The appearance of a leaked document about a test of ad-serving technology performed by BT in 2006 has led to calls for the company to be prosecuted.
BT confirmed to ZDNet.co.uk on Friday that the leaked documents were genuine. The documents give details of a test between September and October 2006 of 18,000 BT customers which trialled ad-serving technology by 121Media, which has since become Phorm.
The documents show BT customers were not made aware of the tests, and that their web traffic was being intercepted, according to Cambridge University computing expert Richard Clayton, who called for BT to be prosecuted.
"This appears to document a secret trial snooping personal traffic, processing data, and serving up adverts without anyone's consent," said Clayton. "BT should be prosecuted, as it seems they committed a criminal offence."
The BT document states: "The trial involved approximately 18,000 users with a maximum 10,000 concurrently active on the system during the network's peak period, and was operated on a 24/7 basis. All users were unaware they were participants in the trial."
As BT had not obtained permission from users, website owners or search companies to redirect data, Clayton argued BT had intercepted the data illegally under the Regulation of Investigatory Powers Act 2000.

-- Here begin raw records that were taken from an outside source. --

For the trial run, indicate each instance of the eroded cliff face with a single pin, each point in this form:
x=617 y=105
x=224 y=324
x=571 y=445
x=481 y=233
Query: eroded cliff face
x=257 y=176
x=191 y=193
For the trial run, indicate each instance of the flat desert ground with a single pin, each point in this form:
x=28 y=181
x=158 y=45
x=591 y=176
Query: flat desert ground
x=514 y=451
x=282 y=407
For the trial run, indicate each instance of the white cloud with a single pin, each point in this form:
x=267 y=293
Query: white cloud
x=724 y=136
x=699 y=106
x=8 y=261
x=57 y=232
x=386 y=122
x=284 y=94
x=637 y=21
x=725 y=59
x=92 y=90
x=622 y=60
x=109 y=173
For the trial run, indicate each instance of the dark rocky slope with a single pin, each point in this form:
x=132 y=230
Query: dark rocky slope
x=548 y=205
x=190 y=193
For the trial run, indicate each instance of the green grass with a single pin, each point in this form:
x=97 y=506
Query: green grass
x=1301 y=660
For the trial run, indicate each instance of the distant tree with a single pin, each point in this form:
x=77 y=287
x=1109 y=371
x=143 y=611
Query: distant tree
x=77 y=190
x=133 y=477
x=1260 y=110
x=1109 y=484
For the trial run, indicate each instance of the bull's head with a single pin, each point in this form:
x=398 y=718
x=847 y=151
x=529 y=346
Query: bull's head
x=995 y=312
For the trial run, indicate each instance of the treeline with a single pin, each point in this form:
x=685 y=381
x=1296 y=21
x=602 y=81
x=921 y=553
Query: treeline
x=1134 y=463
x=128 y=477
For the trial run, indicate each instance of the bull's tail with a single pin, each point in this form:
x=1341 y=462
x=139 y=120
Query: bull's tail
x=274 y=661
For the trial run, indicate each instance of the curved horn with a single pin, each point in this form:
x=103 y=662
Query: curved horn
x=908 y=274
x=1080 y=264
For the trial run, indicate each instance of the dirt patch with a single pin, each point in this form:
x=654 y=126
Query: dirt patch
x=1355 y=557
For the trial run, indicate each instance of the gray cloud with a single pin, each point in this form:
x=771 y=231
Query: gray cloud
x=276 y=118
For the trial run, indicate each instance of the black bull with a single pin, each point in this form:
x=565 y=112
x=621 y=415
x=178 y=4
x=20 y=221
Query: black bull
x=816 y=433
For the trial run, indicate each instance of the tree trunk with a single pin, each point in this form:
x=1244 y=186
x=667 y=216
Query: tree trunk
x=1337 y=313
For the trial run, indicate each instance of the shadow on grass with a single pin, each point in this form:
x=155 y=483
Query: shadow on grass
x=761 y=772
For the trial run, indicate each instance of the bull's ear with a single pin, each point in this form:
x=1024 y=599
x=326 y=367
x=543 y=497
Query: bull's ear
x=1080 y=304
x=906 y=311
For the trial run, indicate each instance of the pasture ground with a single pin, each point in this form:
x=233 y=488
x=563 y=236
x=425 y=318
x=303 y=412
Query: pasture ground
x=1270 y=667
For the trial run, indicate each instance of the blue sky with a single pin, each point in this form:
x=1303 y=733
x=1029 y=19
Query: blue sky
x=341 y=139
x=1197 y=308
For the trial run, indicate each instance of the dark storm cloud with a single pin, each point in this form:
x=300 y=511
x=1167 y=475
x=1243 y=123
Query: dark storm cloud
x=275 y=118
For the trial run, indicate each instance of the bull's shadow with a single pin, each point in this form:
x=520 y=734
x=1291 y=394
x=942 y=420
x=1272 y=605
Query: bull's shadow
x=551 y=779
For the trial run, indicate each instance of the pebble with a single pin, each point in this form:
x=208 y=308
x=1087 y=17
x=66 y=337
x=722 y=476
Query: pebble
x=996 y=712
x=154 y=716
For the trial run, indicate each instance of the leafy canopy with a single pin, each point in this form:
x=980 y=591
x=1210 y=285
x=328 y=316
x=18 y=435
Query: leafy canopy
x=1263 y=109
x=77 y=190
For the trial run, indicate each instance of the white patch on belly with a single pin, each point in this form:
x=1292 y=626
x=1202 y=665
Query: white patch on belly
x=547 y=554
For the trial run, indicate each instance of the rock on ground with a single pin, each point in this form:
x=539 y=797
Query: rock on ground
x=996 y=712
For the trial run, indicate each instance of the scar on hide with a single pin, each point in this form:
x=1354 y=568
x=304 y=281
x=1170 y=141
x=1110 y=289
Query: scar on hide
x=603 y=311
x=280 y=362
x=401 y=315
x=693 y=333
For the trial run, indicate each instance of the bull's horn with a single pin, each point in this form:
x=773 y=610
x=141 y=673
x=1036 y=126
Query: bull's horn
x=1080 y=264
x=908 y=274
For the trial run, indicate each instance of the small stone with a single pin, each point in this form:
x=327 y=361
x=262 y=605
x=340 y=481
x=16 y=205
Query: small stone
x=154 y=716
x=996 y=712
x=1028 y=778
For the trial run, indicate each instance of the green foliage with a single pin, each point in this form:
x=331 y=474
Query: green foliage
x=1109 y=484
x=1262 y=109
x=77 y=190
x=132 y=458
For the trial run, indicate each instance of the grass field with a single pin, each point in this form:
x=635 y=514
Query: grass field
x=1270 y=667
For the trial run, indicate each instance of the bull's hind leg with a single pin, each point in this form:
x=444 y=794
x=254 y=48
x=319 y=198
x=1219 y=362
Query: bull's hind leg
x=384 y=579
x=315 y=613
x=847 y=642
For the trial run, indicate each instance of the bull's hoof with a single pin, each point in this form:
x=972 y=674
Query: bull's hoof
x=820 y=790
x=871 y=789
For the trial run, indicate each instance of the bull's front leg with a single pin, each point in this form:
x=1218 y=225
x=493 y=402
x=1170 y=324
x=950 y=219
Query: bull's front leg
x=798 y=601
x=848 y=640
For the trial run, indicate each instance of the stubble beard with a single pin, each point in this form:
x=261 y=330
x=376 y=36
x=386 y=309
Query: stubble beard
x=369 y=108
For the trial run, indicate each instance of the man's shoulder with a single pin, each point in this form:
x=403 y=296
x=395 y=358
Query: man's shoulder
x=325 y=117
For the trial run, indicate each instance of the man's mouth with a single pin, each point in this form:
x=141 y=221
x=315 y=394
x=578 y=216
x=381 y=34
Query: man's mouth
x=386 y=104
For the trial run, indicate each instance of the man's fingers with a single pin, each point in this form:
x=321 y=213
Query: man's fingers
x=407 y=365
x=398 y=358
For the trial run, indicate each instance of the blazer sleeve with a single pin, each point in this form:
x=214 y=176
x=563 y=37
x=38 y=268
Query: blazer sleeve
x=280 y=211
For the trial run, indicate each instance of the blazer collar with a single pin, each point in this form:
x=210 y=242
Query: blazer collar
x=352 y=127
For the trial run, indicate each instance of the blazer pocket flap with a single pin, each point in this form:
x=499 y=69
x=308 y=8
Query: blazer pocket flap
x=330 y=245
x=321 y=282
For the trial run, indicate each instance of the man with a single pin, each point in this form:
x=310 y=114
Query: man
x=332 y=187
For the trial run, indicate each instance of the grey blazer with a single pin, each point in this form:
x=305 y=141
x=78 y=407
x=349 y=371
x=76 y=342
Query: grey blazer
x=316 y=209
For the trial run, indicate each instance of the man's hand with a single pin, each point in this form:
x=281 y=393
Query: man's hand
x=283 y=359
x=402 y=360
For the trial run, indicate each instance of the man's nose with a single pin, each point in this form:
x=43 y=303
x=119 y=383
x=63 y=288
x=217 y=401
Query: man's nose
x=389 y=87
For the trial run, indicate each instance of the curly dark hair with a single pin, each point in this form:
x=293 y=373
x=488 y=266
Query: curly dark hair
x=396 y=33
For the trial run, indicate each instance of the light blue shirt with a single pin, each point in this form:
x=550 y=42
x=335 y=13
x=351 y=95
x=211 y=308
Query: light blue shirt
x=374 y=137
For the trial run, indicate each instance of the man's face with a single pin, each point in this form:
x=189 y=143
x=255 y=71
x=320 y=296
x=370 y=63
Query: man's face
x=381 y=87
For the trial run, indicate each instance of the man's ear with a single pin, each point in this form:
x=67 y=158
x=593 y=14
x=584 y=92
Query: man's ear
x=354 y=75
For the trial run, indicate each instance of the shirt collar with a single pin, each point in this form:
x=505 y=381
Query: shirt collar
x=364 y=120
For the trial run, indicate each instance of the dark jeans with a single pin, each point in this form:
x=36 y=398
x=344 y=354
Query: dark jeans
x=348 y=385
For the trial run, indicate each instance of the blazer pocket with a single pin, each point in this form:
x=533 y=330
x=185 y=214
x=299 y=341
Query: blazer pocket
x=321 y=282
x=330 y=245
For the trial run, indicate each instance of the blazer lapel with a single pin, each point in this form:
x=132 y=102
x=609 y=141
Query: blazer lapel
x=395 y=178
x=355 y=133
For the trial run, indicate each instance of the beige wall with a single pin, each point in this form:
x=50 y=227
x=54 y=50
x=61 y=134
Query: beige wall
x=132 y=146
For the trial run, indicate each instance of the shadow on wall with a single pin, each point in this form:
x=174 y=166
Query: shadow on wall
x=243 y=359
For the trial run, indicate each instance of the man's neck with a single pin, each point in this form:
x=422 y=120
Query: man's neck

"Under the Regulation of Investigatory Powers Act, you need permission from both ends of a communication to intercept," said Clayton. "BT was snooping on traffic to see which keywords were in it, in the system they describe."
Technical details of how the ads were served showed users were assigned a unique identifier, and the identifier's browsing habits were observed. Clayton argued that tracking a unique identifier (UID) browsing for cars, then serving up a car insurance advert, was "personal data" being processed, and therefore contravening the Data Protection Act.
"It's breaking data-protection principles for a user to be unaware of that process," said Clayton.
BT on Friday said it sought legal advice before initiating the tests, and insisted no personal data had been processed.
"BT can confirm that we conducted a very small scale technical test of a prototype advertising platform in 2006," stated the company. "The test was specifically conducted to evaluate the functional and technical performance of the platform. Absolutely no personally identifiable information was processed, stored or disclosed during this trial."
BT added that it was planning to conduct a technical test "soon".